Any government official involved in policies that result in bankruptcy should be permanently barred from office. Oh wait, I guess you can’t ban an entire political party…

Barbara
Reply to  Robert of Texas
November 6, 2017 7:28 pm

Wikipedia: Detroit bankruptcy

Chapter 9 bankruptcy July 18, 2013

Largest municipal bankruptcy in U.S. history by debt estimated at $18-20 billion.

https://en.wikipedia.org/wiki/Detroit_bankruptcy

Detroit, Michigan, USA

Retired Kit P
November 6, 2017 7:54 pm

Paul D and the St. Louis city council have something in common. It is all about agenda.

Seattle also claims claims to be 100% renewable. First off Seattle City Light is a small utility. The city of Seattle is a small part of the larger metropolitan area. Their hydro production can meet the demand on average.

Second, the large coal plant south of Seattle is still pumping out power the last I checked. While the city of Seattle sold their interest, they did not close the plant.

Fourth, the mayor of Seattle like to come to eastern Washington State to protest the nuke plant and hydro on the Snake River.
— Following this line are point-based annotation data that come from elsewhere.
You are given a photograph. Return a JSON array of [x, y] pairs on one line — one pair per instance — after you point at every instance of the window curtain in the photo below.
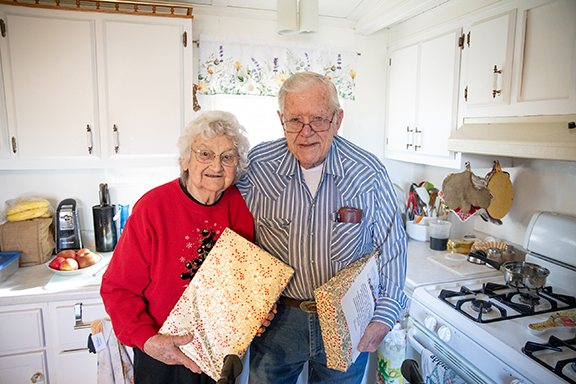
[[244, 67]]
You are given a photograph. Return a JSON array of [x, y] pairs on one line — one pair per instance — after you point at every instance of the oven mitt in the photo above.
[[465, 191], [559, 321], [502, 191]]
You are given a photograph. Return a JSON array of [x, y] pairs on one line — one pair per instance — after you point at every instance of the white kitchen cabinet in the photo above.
[[90, 90], [488, 50], [521, 60], [422, 100], [22, 344], [68, 357]]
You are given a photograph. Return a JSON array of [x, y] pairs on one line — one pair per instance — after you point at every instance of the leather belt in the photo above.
[[308, 306]]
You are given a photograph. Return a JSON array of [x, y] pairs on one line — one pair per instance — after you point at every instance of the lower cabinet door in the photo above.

Finally Seattle City Light has not partnered in any new renewable energy projects.

The bottom line is that it is only about addenda.

There are things that make places a better to live. It is mundane things like good schools, well managed sewage treatment, low taxes, and public safety.

November 6, 2017 8:36 pm

“Why do they to be mandated?”
should be:
Why do they have to be mandated?
Just sayin…
(good article though..!!)

November 6, 2017 9:45 pm

The answer is to build a nuke underground and plant a big propellor on top as a virtue signalling device.

The greens are stupid enough to believe that.

Reply to  Leo Smith
November 6, 2017 10:06 pm

+97% in accordance with IPCC

November 6, 2017 10:05 pm

Why delay this only after their elected mandate is over? There seems to be plenty of interesting choices already. http://www.world-nuclear.org/information-library/nuclear-fuel-cycle/nuclear-power-reactors/small-nuclear-power-reactors.aspx

Admin
November 6, 2017 10:24 pm

Hands up!

Don’t heat!

Bruce Cobb
November 7, 2017 7:31 am

Renewables are definitely for the terminally math, physics, and reality-challenged.

Coach Springer
November 7, 2017 8:31 am

Sounds like rationing coupled with punitive prices, punitive taxation and pretend sustainability. Because that’s what is smart and what businesses (that sell power, wind turbines, solar panels, and “smart” meters) and Big Government control obsessives want.

Barbara Skolaut
November 7, 2017 12:56 pm

“One has to wonder if those who promoted and voted on the St. Louis program (and others like it) ever considered these hard realities”

They. Don’t. Care.

Tony Murtha
November 7, 2017 5:02 pm

Be interesting to see the power drain on the proposed system by the dc transit LRT.

Snarling Dolphin
November 7, 2017 8:48 pm

When did urban renewal morph into urban renewables?